Figure 6: People disagreeing and going home.
(source: owned)

Thus, to the extent that we maintain social norms like “mind your own business” and “don’t threaten to attack people” and “people can do whatever they want in the privacy of their own homes”, we also simplify bargaining dynamics outside the home, by maintaining a well-defined fallback option for each person (a disagreement point), of the form “go home and do your own thing”.

3. Boundaries as a way to select disagreement points in bargaining

Epistemic status: research ideas, both for pinning down technical bargaining solutions, and for fixing game theory to be more applicable to real-life geopolitics and human interactions.

Since BATNAs need protection in order to be meaningful in negotiations, to identify BATNAs, we must ask: what protections already exist, going into the negotiation?

For instance,

  • Is there already a physically identifiable boundary or membrane separating each agent from the other or its environment? Is it physically strong? If yes, it offers a kind of BATNA: the organisms can simply disengage and focus on applying their resources inside the membrane (e.g., ‘taking your ball and going home’). If not,

  • Is there an existing social convention for protecting the membrane? If so, it offers a kind of BATNA. If not,

  • Would the agents have decided behind a veil of ignorance that they will respect each other’s membranes/​boundaries, before entering negotiations/​interaction? If so, the agents might have already acausally agreed upon a social convention to protect the membranes.
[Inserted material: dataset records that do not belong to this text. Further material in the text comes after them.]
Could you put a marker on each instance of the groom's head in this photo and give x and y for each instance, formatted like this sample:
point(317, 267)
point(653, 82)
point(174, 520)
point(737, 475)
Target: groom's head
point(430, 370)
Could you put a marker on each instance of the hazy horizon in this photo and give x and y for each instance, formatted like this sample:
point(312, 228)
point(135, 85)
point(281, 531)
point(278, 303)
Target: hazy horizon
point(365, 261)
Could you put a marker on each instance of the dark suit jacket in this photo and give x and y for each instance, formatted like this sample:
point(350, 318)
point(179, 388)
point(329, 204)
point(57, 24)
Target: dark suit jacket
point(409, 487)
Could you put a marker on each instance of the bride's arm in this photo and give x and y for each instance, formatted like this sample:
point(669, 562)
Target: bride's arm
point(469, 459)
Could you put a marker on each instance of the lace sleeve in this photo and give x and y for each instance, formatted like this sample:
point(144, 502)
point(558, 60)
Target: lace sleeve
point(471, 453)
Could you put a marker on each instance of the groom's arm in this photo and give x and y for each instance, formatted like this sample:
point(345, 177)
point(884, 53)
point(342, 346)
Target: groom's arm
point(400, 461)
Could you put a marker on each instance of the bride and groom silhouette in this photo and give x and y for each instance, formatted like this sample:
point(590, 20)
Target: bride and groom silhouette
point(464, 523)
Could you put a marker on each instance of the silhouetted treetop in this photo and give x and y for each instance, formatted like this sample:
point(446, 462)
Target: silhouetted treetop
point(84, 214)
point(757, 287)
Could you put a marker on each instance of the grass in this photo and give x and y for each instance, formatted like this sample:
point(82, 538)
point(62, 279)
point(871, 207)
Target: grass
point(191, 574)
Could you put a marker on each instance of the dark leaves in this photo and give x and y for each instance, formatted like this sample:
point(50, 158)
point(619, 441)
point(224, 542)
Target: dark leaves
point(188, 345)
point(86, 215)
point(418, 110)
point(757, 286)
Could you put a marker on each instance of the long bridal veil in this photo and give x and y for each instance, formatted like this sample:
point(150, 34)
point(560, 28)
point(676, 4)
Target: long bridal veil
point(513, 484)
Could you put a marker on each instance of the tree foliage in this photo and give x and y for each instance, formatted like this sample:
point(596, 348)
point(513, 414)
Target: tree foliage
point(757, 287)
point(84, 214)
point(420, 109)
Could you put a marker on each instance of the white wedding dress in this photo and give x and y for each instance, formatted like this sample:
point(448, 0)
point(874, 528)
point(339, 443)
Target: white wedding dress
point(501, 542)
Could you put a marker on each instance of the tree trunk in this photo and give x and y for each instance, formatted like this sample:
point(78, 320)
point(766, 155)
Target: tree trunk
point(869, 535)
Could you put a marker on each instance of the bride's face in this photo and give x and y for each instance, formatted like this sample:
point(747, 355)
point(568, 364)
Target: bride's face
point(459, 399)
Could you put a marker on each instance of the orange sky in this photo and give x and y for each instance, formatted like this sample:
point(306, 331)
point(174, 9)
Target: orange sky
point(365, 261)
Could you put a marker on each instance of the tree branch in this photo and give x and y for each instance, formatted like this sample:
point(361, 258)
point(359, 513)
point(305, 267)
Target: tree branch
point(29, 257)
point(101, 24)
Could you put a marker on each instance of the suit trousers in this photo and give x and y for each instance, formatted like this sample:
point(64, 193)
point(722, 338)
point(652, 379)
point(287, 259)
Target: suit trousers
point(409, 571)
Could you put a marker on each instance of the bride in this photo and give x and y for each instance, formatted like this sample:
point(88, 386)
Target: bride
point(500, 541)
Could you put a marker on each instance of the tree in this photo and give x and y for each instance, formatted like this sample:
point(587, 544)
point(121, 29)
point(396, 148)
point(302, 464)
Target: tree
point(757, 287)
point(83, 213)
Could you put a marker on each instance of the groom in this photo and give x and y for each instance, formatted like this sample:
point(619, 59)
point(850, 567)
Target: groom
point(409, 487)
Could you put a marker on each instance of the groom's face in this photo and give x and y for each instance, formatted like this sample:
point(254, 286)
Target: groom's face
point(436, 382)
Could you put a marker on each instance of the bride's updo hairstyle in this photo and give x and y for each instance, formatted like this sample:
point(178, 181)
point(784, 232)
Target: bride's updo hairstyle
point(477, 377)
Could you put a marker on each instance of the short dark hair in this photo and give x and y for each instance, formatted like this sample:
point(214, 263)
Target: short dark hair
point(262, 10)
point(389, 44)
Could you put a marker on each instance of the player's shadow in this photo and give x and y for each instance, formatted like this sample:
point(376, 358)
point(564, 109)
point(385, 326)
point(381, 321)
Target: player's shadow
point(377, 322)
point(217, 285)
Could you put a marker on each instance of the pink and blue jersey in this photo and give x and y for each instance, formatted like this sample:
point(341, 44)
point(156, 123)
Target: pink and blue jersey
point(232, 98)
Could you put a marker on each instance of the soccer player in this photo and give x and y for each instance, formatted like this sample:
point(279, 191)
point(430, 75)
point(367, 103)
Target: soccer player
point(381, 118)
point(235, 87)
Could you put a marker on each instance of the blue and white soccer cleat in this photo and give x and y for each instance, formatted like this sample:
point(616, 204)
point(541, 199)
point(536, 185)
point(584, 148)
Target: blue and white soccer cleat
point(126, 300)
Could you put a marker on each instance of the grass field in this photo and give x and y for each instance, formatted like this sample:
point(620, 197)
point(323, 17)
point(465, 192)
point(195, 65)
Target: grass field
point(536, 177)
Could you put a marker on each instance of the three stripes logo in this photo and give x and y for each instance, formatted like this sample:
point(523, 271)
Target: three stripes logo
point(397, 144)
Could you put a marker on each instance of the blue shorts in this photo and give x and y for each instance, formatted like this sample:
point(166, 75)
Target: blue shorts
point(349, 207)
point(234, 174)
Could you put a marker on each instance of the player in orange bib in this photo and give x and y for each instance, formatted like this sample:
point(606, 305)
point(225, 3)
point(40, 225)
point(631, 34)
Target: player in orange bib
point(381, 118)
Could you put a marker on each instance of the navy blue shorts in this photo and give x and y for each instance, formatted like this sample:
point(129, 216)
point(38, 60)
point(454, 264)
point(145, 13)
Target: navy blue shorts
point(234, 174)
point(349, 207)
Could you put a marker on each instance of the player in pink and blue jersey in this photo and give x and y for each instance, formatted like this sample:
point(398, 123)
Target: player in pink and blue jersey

4. Some really important boundaries

In real-world high-stakes negotiations between states — wars — almost the whole interaction is characterized by

  • a violation of an existing boundary (e.g., “an attack on American soil”), or threat or potential threat of such a violation, and/​or

  • what new boundaries, if any, will exist after the violation or negotiation (re-defining territories of the respective nations).

Figure 7: The Eastern Front in WWII.
Source: Britannica for kids … again, not very academic, but nicely evocative of states changing their boundaries.

Finally, the issue of whether AI technology will cause human extinction is very much an issue of whether certain boundaries can be respected and maintained, such as the boundaries of the human body and mind that protect individuals, as well as boundaries around physical territories and cyberspace that (should) protect human civilization.

That, however, will be a topic of a future post. For now, the main take-aways I’d like to re-iterate are that boundaries of living systems are important, and that they have a technical role to play in the theory and practice of how agents interact, including in formal descriptions of how one or more agents will or should reach agreements in cases of conflict.

In the next post, I’ll talk more about how that concept of boundaries could be better integrated into discourse on effective altruism.

5. Summary

In this post, I laid out what I mean by boundaries (of living systems), described how a canonical choice of a “zero point” or “disagreement point” is missing from utility theory and bargaining theory, proposed that living system boundaries have a role to play in defining those disagreement points, and briefly alluded to the importance of boundaries in navigating existential risk.

This was Part 1 of my «Boundaries» Sequence.